The latest trend this year during Easter has been natural dying of Easter Eggs. Using foods like red cabbage, onion skins berries, herbs and fruit your Easter eggs will take on a beautiful hue with these very simple effects! Plus find ways to get a beautiful grains or patterns on the eggs!
This is one of those things that I had always wondered about. Dying eggs is an age old tradition and usually involve brightly coloured artificial dyes. I have used them in the past and they give the eggs a vivid, gorgeous look. Each egg looks perfectly uniform and bright.
But these naturally coloured eggs are beautiful with their imperfections. With lines, and ridges these eggs are the polar opposite of the artificially dyed ones. The colours aren't as vivid (although they can get quite deep if you steep them overnight) but the beauty in these eggs is in how unusual each egg is.

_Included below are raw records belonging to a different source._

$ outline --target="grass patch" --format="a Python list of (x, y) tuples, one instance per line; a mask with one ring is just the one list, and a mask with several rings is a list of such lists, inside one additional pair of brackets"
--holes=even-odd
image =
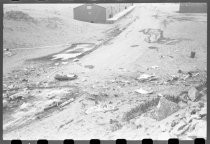
[(128, 112), (126, 112), (123, 115), (122, 120), (123, 121), (129, 121), (129, 120), (145, 113), (150, 107), (158, 105), (159, 99), (160, 98), (157, 97), (157, 98), (146, 101), (146, 102), (132, 108), (131, 110), (129, 110)]

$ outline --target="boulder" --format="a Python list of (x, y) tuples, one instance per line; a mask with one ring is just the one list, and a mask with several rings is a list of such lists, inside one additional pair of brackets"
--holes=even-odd
[(199, 92), (195, 87), (191, 87), (188, 91), (188, 97), (191, 101), (196, 101), (199, 97)]
[(158, 120), (162, 120), (179, 110), (178, 104), (161, 97), (157, 105), (156, 116)]

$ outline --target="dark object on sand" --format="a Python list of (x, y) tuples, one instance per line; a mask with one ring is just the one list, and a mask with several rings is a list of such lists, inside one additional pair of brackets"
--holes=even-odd
[(85, 65), (85, 68), (93, 69), (94, 66), (93, 65)]
[(70, 75), (55, 75), (55, 79), (59, 81), (67, 81), (67, 80), (75, 80), (77, 78), (77, 75), (70, 74)]
[(190, 57), (191, 57), (191, 58), (194, 58), (194, 57), (195, 57), (195, 52), (194, 52), (194, 51), (191, 52)]
[(149, 46), (148, 48), (149, 49), (156, 49), (158, 51), (158, 47), (155, 47), (155, 46)]

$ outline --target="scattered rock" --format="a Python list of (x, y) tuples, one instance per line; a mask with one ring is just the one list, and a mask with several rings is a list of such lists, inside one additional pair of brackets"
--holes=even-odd
[(173, 120), (173, 121), (171, 122), (171, 127), (176, 126), (179, 122), (180, 122), (180, 120), (179, 120), (179, 119), (175, 119), (175, 120)]
[(195, 87), (191, 87), (188, 91), (188, 96), (191, 101), (196, 101), (199, 97), (199, 92)]
[(87, 109), (85, 111), (86, 114), (90, 114), (93, 112), (108, 112), (108, 111), (116, 111), (118, 110), (118, 108), (116, 108), (113, 105), (102, 105), (102, 104), (98, 104), (96, 106), (90, 107), (89, 109)]
[(157, 119), (162, 120), (179, 110), (178, 104), (161, 97), (157, 105)]
[(184, 120), (179, 121), (179, 123), (173, 128), (173, 130), (171, 131), (171, 133), (175, 134), (175, 135), (179, 135), (182, 130), (184, 129), (184, 127), (187, 126), (187, 123)]
[(179, 106), (180, 108), (185, 108), (185, 107), (187, 106), (187, 103), (185, 103), (185, 102), (183, 102), (183, 101), (180, 101), (180, 102), (178, 103), (178, 106)]
[(75, 74), (68, 74), (68, 75), (56, 74), (54, 78), (59, 81), (67, 81), (67, 80), (75, 80), (77, 79), (77, 77), (78, 76)]
[(203, 118), (207, 116), (207, 108), (206, 107), (203, 107), (200, 111), (199, 111), (199, 117), (200, 118)]
[(168, 132), (161, 132), (158, 134), (157, 140), (169, 140), (171, 138)]
[(115, 121), (114, 123), (111, 124), (110, 130), (114, 132), (121, 129), (122, 127), (123, 127), (122, 124), (120, 124), (118, 121)]
[(204, 138), (207, 137), (207, 123), (204, 120), (200, 120), (194, 125), (193, 131), (188, 133), (187, 135), (193, 139), (195, 138)]
[(155, 66), (151, 66), (151, 68), (152, 69), (159, 69), (160, 67), (155, 65)]

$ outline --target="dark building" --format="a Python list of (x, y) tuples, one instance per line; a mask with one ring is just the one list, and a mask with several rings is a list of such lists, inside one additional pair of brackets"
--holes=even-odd
[(207, 3), (180, 3), (180, 13), (206, 13)]
[(83, 4), (75, 7), (74, 19), (92, 22), (92, 23), (106, 23), (107, 19), (127, 9), (132, 4)]

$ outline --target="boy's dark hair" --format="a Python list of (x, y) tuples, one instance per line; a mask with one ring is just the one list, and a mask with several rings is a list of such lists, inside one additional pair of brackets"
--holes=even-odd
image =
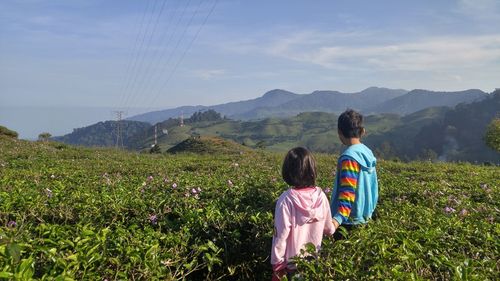
[(304, 147), (290, 149), (283, 160), (281, 175), (290, 186), (315, 186), (316, 161), (312, 153)]
[(348, 109), (340, 114), (337, 127), (346, 138), (360, 138), (364, 132), (363, 115)]

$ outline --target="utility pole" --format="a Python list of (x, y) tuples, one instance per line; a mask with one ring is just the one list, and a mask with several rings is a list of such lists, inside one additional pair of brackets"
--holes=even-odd
[(113, 111), (116, 116), (116, 140), (115, 147), (123, 147), (123, 137), (122, 137), (122, 118), (125, 113), (123, 110)]
[(181, 124), (180, 127), (184, 127), (184, 111), (181, 113)]
[(155, 125), (155, 145), (158, 144), (158, 124)]

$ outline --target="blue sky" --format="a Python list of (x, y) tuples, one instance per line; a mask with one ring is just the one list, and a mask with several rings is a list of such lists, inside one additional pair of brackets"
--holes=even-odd
[(0, 107), (167, 108), (275, 88), (491, 92), (499, 26), (497, 0), (7, 0)]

I found the fastest food for dying was blueberries. It gave the eggs a gorgeous hue almost straight away. But my favourite combination was red cabbage that turns the eggs a teal blue and a coriander leaf pattern. Other fruit like pomegranate juice gave the eggs a bubbly surface (I added a bit too much vinegar) and little difference in colour. The red wine I used was interesting because it included the residue and that gave it a spotty pattern. All of my eggs were light brown and I do think that if you used white eggs your egg dying venture, it might be more successful. The vinegar is added to help the egg shells absorb the colour better - use 1/2 a teaspoon of white vinegar for every 1/2 cup of liquid. Each egg turns out unique, even in the same batch the patterns emerge differently for each egg.
That reminds me of a time I enrolled in a pottery class with Nina. I love buying plates and bowls and my favourite ones are the handmade ones where there are slightly odd proportions or marks-character marks I call them. There I was trying to shape a bowl (and being pretty terrible at it). But after a lot of effort I finally got the bowl to a thin shape and then purposely gave the bowl a little pouring spout. You know what it's like as a cook where you want a nice spout to pour your eggs or liquid? Well the teacher came over, shook his head and reshaped my bowl before I had a chance to protest. He tsked at my spout-to him the spout was a mistake but to me the spout was exactly what I wanted. And I never went back to collect his bowl because it no longer felt like mine!
So tell me Dear Reader, are you drawn to handmade things? Have you tried dying things with natural food based colours? Which colour do you think worked out best?